Prompts: (Section for Raj, delete this markdown section when done)
- Provide some relevant background information on the topic so that someone unfamiliar with it will be prepared to understand the rest of your proposal
- Clearly state the question you will try to answer with your project
- Identify and describe the dataset that will be used to answer the question

Basketball is a globally renowned sport with a massive following, and the professional leagues are the pinnacle of talent and competition. Understanding player statistics is essential for team management, player evaluation, and fan engagement. The "all_seasons" dataset captures data that outlines the performance of basketball players across various seasons (from 1996-1997 season to 2022-2023 season). Using this dataset, our predictive question could be, for instance, how a player's attributes and performance in their rookie seasons relate to their overall career performance. The dataset encompasses several key attributes, including:

- player_name
- team_abbreviation
- age
- player_height
- player_weight
- college
- country
- draft_year
- draft_round
- points per game (pts)
- rebounds per game (reb)
- assists per game (ast)
- net_rating
- offensive rebound percentage (oreb_pct)
- defensive rebound percentage (dreb_pct)
- usage percentage (usg_pct)
- true shooting percentage (ts_pct)
- assist percentage (ast_pct)
- season

By analyzing this dataset, we aim to draw insights and patterns from past player statistics, potentially aiding in the selection, trading, and performance prediction of rookie players in future basketball seasons by estimating their potential through statistics. 

## Preliminary exploratory data analysis ##

Prompts: (Section for James, delete this markdown section when done)
- Demonstrate that the dataset can be read from the web into R 
- Clean and wrangle your data into a tidy format
- Using only training data, summarize the data in at least one table (this is exploratory data analysis). An example of a useful table could be one that reports the number of observations in each class, the means of the predictor variables you plan to use in your analysis and how many rows have missing data. 
- Using only training data, visualize the data with at least one plot relevant to the analysis you plan to do (this is exploratory data analysis). An example of a useful visualization could be one that compares the distributions of each of the predictor variables you plan to use in your analysis.

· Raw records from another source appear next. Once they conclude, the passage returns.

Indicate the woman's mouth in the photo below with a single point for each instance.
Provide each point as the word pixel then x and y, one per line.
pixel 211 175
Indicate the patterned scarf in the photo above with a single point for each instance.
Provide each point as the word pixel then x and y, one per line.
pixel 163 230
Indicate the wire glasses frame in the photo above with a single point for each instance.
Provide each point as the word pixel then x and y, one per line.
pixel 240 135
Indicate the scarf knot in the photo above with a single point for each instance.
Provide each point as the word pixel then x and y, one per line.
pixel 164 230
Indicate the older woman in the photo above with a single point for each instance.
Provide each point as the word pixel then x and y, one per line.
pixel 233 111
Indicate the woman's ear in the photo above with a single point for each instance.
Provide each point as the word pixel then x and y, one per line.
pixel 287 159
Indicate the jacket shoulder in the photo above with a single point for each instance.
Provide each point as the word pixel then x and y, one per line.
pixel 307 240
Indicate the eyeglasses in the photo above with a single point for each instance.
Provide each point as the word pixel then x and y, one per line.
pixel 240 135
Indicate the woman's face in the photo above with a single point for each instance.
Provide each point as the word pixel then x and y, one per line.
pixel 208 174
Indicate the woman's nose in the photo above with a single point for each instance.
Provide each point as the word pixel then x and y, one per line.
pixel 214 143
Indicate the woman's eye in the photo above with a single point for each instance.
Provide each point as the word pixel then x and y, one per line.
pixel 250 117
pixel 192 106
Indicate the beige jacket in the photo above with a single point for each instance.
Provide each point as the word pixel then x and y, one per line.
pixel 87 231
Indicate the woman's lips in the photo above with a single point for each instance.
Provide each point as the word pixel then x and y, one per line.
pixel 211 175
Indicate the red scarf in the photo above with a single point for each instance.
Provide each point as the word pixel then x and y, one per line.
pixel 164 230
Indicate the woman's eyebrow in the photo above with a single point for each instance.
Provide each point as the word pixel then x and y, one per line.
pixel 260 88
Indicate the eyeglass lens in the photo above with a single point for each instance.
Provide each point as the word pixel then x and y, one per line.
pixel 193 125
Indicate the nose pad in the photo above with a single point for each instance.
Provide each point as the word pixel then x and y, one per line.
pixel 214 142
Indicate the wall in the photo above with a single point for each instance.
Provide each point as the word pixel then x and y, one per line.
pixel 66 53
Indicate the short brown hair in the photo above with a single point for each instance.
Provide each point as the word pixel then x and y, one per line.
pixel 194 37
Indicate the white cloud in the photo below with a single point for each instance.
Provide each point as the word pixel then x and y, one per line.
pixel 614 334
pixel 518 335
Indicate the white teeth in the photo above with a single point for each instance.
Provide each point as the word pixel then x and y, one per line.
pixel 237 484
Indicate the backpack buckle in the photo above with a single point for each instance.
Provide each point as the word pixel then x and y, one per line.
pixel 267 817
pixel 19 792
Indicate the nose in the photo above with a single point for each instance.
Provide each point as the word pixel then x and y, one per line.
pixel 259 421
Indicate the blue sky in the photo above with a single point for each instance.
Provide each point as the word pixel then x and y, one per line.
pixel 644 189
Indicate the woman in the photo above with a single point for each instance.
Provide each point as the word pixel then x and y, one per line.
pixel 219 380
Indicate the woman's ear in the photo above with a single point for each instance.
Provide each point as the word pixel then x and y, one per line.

The nba data set can be read by downloading the dataset from the website (link: https://www.kaggle.com/datasets/justinas/nba-players-data/) and read into R using read_csv from the tidyverse library. We have stored it in the "data" folder.

In [37]:
# importing the tidyverse library
library(tidyverse)

In [39]:
# reading the dataset in the data folder
nba_raw <- read_csv("data/all_seasons.csv")

# looking at the the first 6 rows
head(nba_raw)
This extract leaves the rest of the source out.